Market outlook has ‘more risks than normal’: Argo
The listed investment company says there are opportunities in the energy transition. It is facing shareholder concerns about the tenure of its chairman and long-term performance.
The outlook is “heavily contingent” on governments and central banks walking a “very fine line” not to fuel inflation or lead economies into recession, Argo Investments chairman Russell Higgins has warned.
Argo, with some $7bn in funds under management, posted an 80 per cent rise in profits to $312.9m for the financial year to June 30 fuelled by higher dividends from mining giants BHP and Rio Tinto, as well as benefiting from M&A activity.
But Mr Higgins said the withdrawal of government and central bank stimulus and the Russian invasion of Ukraine had created a market outlook with “more risks than normal”.
Argo has made few changes to its investment portfolio, however, notably accepting an offer from Canadian aquaculture company Cooke for its stake in Tasmanian salmon producer Tassal.
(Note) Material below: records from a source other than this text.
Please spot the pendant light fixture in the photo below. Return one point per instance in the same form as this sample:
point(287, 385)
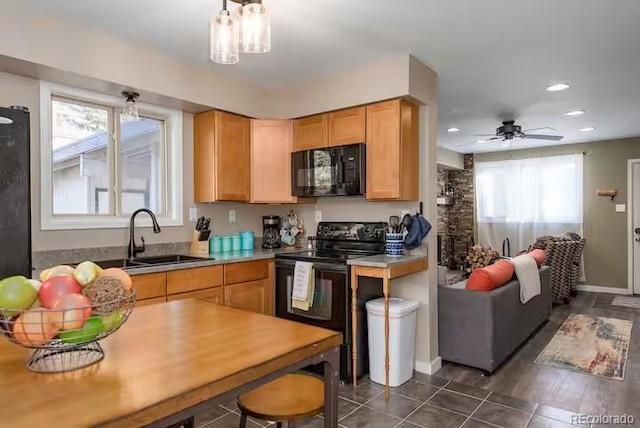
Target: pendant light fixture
point(224, 37)
point(256, 28)
point(248, 31)
point(129, 111)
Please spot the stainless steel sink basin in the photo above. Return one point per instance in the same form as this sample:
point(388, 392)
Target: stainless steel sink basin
point(149, 261)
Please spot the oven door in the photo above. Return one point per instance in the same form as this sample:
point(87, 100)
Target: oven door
point(329, 306)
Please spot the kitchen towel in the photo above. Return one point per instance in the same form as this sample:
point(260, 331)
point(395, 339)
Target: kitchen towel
point(528, 276)
point(303, 286)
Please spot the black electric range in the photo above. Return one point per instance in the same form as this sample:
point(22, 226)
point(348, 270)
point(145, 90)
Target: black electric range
point(336, 243)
The company has told investors it saw an opportunity in decarbonisation and was invested in lithium producer IGO and Lynas Rare Earths, both of which have performed well.
The fund manager’s largest holdings, however, are Macquarie, BHP, CSL, the Commonwealth Bank, Wesfarmers, Rio, ANZ, Telstra, Westpac and the National Australia Bank.
But Argo, one of the country’s oldest and largest listed investment companies, continues to trade at a discount to its net tangible assets, with a market capitalisation of $6.6bn.
On Monday, shares closed 8c higher at $8.73.
It has also attracted the ire of the Australian Shareholders’ Association, which in a note flagged its concerns with Mr Higgins’ 12 year tenure on the board. The association has also warned another director, Chris Cuffe, had a high workload in addition to his position on the Argo board.
“Argo’s most recent 1-year NTA performance against the S&P/ASX 200 Accumulation Index benchmark is positive however Argo’s long term … performance continues to be negative against the Argo nominated benchmark,” the association said.
Mr Higgins’ comments, made at Argo’s annual meeting on Monday, were echoed by the company’s managing director Jason Beddow, who told investors that markets were currently “extremely sensitive to macroeconomic and short term factors”.
“This uncertainty is adding to the increasing fear that, if inflation remains elevated, the prospect of a ‘higher for longer’ interest rate environment increases and the likelihood of a ‘soft landing’ for the global economy decreases,” Mr Beddow said.
“In this scenario, central banks will have to go harder to slow demand, creating further headwinds for equities.”
“In comparison to most other countries, Australia is faring relatively well,” Mr Beddow added.
“However, as we enter 2023, interest rate rises will likely have a slowing impact on the economy and we may experience shockwaves from any number of global developments.
“We believe corporate Australia is in relatively good health and will be able to absorb a lot of this uncertainty. In addition, company balance sheets are strong, and unemployment remains low.”